In power, Filat has carried out some rapid reforms (notably of taxation, agriculture, the judiciary and broadcasting). His efforts have been appreciated in the West. Improved relations have been reflected, for example, in the EU’s and the UK’s decision to help cover the cost of hikes in heating bills and, on 14 October, the European Commission said that Moldova was progressing faster than Balkan countries that have been promised EU membership. His government has now started negotiations for an association agreement with the EU and a dialogue for a visa-free regime.

He cites all this as evidence that he is a good administrator. But the evidence of his political skill is less convincing. In a referendum in September, Filat failed to persuade voters to end the continuing impasse about the presidency by introducing a popular vote for the presidency. On 29 September Mihai Ghimpu, the country’s acting head of state, did as the constitution required and dissolved parliament.

The announcement marked the end of the governing coalition, whose severe strains – particularly between Ghimpu and Filat – had been public knowledge for some time. Filat’s strategy has several strands. He is denying coalition partners credit for the government’s successes: they baulked, he claims, at taking over a country in crisis. And he is taking the political credit for a social spending package for poor families introduced, in controversial fashion, in September.

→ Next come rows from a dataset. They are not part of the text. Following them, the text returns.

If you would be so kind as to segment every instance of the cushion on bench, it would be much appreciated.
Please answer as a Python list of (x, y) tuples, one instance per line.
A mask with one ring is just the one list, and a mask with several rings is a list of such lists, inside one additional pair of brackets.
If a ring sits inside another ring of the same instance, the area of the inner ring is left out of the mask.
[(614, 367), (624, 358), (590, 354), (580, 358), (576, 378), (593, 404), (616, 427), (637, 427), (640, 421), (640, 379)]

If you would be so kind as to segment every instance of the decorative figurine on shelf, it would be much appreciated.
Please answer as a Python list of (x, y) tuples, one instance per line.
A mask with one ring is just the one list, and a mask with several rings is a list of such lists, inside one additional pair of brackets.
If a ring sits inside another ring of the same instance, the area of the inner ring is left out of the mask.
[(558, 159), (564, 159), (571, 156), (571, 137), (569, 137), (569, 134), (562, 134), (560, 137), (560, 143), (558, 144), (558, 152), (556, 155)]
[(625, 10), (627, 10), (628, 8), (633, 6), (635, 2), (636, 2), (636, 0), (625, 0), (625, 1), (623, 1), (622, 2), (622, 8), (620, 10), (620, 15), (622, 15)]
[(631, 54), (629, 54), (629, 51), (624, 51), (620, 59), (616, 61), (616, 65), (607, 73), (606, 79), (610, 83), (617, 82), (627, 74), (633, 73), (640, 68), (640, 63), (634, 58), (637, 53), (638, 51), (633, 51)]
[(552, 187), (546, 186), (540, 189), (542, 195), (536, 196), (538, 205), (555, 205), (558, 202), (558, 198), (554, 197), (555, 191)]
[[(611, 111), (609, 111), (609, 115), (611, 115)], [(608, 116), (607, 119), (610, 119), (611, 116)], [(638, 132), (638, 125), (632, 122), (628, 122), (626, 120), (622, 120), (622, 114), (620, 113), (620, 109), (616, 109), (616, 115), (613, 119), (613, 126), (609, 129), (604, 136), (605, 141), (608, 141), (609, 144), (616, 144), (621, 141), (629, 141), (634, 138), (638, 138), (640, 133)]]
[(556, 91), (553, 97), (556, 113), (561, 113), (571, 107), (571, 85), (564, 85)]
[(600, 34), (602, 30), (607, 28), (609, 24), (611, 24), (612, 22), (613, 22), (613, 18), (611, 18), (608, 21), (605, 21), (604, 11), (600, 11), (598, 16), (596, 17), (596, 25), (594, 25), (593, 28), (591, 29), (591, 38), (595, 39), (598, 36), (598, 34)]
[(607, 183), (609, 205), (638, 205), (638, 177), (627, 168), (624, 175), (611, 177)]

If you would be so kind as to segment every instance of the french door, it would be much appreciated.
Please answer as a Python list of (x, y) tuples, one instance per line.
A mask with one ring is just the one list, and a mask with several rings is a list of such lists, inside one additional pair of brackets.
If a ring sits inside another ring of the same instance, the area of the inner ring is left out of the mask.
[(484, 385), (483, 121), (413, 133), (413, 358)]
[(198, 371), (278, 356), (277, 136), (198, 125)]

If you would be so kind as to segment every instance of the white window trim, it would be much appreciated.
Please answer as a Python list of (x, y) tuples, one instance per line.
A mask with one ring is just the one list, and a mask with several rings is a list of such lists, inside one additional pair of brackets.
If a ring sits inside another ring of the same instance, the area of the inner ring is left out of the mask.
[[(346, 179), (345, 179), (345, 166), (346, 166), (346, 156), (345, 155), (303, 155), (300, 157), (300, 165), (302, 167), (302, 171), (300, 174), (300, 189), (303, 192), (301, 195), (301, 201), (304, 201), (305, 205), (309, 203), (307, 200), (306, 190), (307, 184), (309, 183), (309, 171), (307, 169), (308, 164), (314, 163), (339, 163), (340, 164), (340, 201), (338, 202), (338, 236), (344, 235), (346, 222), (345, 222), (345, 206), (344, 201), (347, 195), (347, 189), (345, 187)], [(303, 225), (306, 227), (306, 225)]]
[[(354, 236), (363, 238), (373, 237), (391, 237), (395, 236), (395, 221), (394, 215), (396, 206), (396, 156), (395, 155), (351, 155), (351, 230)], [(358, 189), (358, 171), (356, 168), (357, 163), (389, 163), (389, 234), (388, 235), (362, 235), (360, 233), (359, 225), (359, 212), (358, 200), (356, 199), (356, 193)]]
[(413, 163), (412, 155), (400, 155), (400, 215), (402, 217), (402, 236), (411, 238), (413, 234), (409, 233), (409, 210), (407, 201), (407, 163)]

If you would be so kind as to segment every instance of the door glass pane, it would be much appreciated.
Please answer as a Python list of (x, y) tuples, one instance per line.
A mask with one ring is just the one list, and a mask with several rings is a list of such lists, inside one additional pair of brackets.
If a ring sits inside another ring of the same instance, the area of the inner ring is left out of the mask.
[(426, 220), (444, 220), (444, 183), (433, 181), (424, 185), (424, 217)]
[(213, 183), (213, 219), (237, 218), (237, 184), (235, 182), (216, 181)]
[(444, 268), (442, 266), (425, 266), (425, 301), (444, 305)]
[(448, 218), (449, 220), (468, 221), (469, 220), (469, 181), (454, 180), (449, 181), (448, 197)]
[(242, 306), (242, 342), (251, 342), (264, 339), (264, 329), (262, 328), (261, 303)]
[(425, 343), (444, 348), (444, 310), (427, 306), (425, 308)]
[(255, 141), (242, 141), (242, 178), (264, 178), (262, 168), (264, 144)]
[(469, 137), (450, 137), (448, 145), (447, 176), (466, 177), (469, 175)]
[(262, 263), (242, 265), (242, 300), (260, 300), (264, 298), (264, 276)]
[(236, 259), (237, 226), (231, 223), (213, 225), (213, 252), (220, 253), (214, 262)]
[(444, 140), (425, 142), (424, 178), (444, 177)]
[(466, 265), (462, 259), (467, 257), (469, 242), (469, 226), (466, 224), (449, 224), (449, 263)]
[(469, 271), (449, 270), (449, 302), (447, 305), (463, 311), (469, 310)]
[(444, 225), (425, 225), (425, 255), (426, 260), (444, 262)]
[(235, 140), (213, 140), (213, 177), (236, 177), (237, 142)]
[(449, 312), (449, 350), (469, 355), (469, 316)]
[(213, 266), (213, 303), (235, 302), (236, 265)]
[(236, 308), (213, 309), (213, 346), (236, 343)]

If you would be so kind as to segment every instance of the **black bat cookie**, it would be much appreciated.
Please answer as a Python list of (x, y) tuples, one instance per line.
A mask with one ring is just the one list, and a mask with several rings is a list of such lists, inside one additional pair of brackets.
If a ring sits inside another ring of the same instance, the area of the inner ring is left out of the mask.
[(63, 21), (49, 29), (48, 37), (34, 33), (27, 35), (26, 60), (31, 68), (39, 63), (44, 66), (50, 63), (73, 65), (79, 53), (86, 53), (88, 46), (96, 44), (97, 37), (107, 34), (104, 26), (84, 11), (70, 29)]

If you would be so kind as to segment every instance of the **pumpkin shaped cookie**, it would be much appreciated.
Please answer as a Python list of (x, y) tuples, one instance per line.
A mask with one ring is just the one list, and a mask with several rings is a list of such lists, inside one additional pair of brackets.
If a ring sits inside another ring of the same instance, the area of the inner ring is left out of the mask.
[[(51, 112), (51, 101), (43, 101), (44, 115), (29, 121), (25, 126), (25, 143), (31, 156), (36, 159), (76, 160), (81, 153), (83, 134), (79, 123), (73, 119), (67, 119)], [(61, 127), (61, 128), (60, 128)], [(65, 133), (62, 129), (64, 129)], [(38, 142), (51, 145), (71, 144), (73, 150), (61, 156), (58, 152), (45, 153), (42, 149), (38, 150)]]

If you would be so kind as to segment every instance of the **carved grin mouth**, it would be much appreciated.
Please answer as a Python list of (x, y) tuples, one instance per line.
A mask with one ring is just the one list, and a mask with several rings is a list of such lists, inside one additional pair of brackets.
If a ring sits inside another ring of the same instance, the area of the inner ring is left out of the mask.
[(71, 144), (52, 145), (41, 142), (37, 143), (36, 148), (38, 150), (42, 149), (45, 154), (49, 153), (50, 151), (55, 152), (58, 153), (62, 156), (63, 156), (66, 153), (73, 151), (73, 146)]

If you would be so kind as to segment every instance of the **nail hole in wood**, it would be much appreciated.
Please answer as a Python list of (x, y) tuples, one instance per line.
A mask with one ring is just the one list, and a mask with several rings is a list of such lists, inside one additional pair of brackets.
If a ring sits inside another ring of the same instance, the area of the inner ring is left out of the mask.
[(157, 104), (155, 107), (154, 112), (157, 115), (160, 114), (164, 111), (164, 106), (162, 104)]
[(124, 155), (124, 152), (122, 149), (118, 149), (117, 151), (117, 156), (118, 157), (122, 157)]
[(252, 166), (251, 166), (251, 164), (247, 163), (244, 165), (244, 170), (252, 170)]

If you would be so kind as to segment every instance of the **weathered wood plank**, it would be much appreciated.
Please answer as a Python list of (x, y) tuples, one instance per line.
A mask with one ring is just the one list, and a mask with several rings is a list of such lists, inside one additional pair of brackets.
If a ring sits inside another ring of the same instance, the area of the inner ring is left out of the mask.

Something of a risk-taker, Filat has solid grounds for confidence in his battle with his former partners. His party’s popularity is growing faster than the economy, and some local party organisations of Filat’s coalition partners have transferred their allegiance to his more centrist party.

Some colleagues believe that Filat may be firing too much ammunition at his erstwhile partners and too little at the Communists. Still, if removed from power, he will be able to look back on 14 months in power in which he has achieved at least one great thing: freedom of speech and thought is now almost untrammelled. How Moldovans themselves will choose to use that liberty is an open question.